03/03/2024 - 12:48:03

Infobae.- Comunicar a un hijo que sus padres se divorcian no es fácil. Sin embargo, a pocos se les ocurriría esperar a que su hija de 12 años llegue feliz de una fiesta para informarle escuetamente “Tu papá no estará aquí por un tiempo”, sin advertirle además que sería un para siempre. Si el lector se horroriza imaginando esta escena, su espanto virará a compasión cuando sepa que eso vivió Jennifer Aniston. Así su madre, Nancy Dow le anunció que su papá, se había ido para no volver. El hecho es una pequeña o gigante muestra del complejo vínculo que la estrella de Friends mantuvo con su progenitora.
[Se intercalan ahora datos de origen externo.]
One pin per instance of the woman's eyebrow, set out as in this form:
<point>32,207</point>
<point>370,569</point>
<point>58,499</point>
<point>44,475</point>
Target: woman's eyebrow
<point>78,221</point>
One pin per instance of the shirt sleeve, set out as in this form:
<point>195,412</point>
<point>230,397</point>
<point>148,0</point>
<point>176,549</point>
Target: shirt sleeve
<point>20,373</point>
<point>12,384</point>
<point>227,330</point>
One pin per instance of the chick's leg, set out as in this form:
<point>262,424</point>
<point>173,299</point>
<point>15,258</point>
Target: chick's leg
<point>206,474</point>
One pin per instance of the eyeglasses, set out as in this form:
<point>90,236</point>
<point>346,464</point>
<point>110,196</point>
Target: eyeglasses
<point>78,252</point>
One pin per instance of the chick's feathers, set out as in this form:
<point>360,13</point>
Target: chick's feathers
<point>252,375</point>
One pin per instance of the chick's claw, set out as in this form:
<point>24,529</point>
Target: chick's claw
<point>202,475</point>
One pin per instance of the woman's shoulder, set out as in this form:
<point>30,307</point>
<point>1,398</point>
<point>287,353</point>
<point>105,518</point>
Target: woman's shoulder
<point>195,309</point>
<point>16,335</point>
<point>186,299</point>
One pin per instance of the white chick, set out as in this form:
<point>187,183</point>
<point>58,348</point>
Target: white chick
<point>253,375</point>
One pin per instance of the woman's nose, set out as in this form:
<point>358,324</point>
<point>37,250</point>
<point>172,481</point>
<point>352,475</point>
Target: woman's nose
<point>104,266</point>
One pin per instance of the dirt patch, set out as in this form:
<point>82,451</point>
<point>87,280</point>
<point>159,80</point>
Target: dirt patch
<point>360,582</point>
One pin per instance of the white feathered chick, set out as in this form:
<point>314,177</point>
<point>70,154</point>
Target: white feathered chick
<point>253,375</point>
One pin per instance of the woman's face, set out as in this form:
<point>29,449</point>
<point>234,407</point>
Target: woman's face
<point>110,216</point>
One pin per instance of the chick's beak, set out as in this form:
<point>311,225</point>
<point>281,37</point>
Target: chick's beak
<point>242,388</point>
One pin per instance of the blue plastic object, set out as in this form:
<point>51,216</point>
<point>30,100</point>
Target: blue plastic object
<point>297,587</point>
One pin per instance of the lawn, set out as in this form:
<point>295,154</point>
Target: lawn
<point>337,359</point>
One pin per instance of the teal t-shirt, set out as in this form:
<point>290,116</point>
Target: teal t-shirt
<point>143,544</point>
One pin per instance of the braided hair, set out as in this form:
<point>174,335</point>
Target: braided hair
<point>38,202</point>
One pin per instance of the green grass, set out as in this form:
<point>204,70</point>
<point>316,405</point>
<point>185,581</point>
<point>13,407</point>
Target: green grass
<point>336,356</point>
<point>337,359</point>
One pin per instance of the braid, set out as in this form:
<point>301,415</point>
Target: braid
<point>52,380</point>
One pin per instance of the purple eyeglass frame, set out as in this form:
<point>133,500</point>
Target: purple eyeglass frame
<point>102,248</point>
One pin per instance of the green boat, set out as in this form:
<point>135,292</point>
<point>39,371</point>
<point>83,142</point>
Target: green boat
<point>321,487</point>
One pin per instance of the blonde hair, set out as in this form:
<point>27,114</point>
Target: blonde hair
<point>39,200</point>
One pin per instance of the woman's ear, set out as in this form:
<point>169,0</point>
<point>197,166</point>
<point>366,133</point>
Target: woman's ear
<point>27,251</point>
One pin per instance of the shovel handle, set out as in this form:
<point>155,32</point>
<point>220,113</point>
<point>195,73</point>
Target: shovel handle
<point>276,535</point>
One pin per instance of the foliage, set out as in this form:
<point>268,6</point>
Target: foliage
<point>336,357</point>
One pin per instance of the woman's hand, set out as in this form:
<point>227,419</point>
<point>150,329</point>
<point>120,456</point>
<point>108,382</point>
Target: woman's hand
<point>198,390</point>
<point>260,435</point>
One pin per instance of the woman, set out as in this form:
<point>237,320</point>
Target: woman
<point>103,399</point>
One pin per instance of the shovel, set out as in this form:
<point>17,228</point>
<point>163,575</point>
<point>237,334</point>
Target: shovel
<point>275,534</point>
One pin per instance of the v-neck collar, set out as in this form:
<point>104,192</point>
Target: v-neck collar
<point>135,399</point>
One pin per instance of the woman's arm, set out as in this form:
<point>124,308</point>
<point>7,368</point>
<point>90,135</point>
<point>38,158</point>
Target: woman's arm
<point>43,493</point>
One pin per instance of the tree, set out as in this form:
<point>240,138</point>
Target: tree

El papá de Jennifer, John, nació como Yannis Anastassakis en la isla griega de Creta en 1933 y a los dos años emigró con su familia a Estados Unidos. Al llegar, como en inglés su apellido resultaba casi impronunciable, decidieron transformarlo a Aniston. Los Anastassakis abrieron un restaurante donde ya de más grande John solía trabajar. Pero la cocina no era lo suyo y obtuvo una licenciatura universitaria en Artes Teatrales. Durante un tiempo estuvo en la Marina y se desempeñó como oficial de inteligencia en Panamá. Volvió a su país dispuesto a retomar su gran amor, la actuación. Sin saberlo, lo esperaba otro amor: Nancy Dow.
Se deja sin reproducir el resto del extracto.